On Snow and Good Writing

by Julia Buckley
Well, everyone from the Midwest to the Northeast has felt the brunt of this latest snowstorm, and naturally, we all want to talk about the weather! But I've been enjoying literature, too, and pulling out some of my favorite poets' words about snow and winter. I set a mystery in winter once, and there is a special poetry about that season. For example:

NIGHT

Stars over snow,
and in the west a planet
Swinging below a star--
Look for a lovely thing and you will find it,
It is not far--
It never will be far.

That is one of my ALL TIME favorites by Sara Teasdale. Now compare it to Lilian Moore's "Winter Dark."

Winter dark comes early
mixing afternoon
and night.
Soon
there's a comma of a moon,

and each street light
along the
way
puts its period
to the end of the day.

Now
a neon sign
punctuates the
dark with a bright blinking
breathless
exclamation mark!

And finally, a Japanese poem, unattributed, but printed in Winter Poems by Barbara Rogasky:

MOON

The moon hangs up at night;
Her beams are cold and bright;
Seeing her shadow low
The water's frozen now.


Enjoy the beautiful words and the beautiful frozen weather! It's a great time for all of us to stay in and do a bit of writing. :)

5 comments:

Sandra Parshall said...

Julia, you've reminded me why I prefer living in the south. :-) We do get snow and ice here in the DC area, but not usually a foot and a half at a time, and we almost never have the deep-freeze cold that keeps the stuff on the ground all winter. I feel bad for the pandas at the National Zoo, who would love to have snow all winter, but in general I have a NIMBY attitude toward frozen precip. I do admire those of you in the north who carry on with normal life in spite of winter weather. Around here, two inches of snow can bring everything to a dead stop.

Julia Buckley said...

It warms the heart.
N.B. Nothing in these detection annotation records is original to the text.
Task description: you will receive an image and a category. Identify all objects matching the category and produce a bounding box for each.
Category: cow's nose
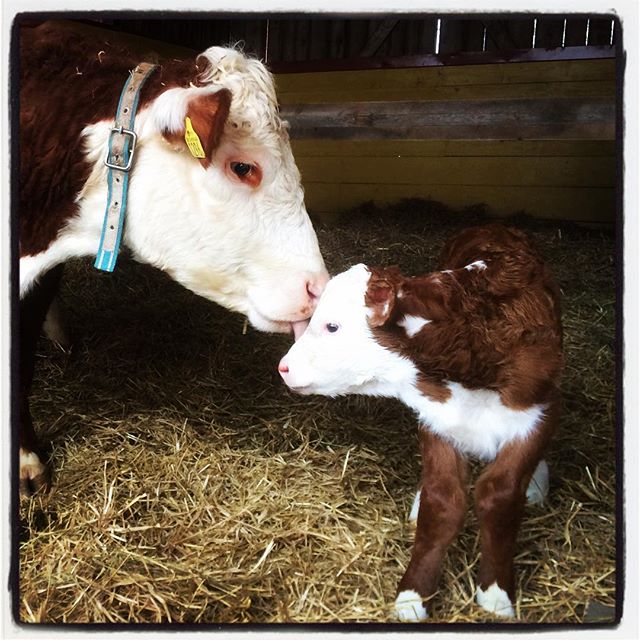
[307,272,329,302]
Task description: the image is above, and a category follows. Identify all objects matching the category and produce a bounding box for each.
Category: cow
[279,224,563,621]
[17,23,328,493]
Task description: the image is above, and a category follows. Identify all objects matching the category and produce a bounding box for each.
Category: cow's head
[88,47,328,332]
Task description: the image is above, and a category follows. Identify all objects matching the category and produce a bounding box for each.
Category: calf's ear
[365,272,396,327]
[160,89,231,163]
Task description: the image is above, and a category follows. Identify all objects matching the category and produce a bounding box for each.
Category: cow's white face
[278,264,416,396]
[80,47,328,332]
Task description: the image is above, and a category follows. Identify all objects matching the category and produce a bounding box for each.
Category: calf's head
[278,261,487,396]
[86,47,328,332]
[278,264,415,396]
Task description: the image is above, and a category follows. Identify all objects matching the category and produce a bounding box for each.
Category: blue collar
[93,62,158,272]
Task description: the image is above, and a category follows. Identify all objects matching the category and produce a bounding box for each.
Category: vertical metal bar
[584,18,591,47]
[609,20,616,47]
[434,18,442,55]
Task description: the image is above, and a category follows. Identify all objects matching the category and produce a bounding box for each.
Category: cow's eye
[230,162,253,178]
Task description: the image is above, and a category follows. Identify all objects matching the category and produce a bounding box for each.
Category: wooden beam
[281,97,616,140]
[358,20,399,58]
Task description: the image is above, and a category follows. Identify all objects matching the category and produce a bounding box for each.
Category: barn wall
[277,59,616,223]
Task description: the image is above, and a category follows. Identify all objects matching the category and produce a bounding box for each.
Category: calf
[16,18,328,492]
[279,225,562,620]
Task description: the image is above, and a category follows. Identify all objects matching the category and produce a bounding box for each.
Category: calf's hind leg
[475,408,556,618]
[395,428,467,621]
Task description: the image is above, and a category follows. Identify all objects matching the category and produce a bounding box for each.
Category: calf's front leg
[395,427,467,622]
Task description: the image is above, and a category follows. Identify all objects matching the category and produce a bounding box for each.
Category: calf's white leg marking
[395,589,429,622]
[409,489,422,524]
[476,582,516,618]
[20,447,47,490]
[527,460,549,504]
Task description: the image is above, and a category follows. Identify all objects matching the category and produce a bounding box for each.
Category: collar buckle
[104,126,138,171]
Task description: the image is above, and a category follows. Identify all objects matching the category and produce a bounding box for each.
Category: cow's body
[19,24,327,496]
[280,225,562,620]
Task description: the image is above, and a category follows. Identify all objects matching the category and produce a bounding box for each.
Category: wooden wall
[277,59,617,223]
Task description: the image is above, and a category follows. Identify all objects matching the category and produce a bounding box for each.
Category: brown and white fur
[279,225,562,620]
[15,23,328,491]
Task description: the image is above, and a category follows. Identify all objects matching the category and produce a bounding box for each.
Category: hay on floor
[19,202,616,623]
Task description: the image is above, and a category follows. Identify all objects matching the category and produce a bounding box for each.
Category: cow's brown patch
[19,23,212,256]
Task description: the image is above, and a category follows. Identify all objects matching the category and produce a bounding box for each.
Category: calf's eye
[230,162,253,178]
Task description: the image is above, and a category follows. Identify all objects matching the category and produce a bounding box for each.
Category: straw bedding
[19,201,616,623]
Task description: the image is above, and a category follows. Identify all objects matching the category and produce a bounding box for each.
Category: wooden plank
[277,59,615,95]
[304,182,616,223]
[282,97,616,140]
[296,156,616,188]
[278,80,616,105]
[291,140,616,160]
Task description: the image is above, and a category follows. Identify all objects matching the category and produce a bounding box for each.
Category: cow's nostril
[307,276,327,301]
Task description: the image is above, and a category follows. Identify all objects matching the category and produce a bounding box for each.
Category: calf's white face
[71,47,328,331]
[278,264,417,396]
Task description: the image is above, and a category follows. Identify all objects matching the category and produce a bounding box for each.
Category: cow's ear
[365,271,396,327]
[163,89,231,161]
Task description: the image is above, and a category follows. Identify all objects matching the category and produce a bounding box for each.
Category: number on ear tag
[184,116,206,158]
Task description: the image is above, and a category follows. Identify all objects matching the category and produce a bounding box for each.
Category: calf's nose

I'm sure I'll be complaining in February, but it wouldn't be the holiday season for me without the cold and snow. I guess it's all about your childhood influences . . .

Elizabeth Zelvin said...

New York hardly gets snow that you can call snow any more. You have to get up very early on a morning when the snow started around 3 am when few cars were moving to see it in the street, and traffic soon wipes it away. Still, there's a beautiful dusting on trees and slopes and rocks in Central Park. I get to enjoy it as I run my three miles along with the clopping carriage horses and, these days, pedicab drivers peddling tourists around the park.

Julia Buckley said...

Three miles? I'm impressed, Liz. I couldn't even run that far in college. I must have weak lungs or something.

Now I don't think I could run two blocks.

But I would think New York would get tons of snow!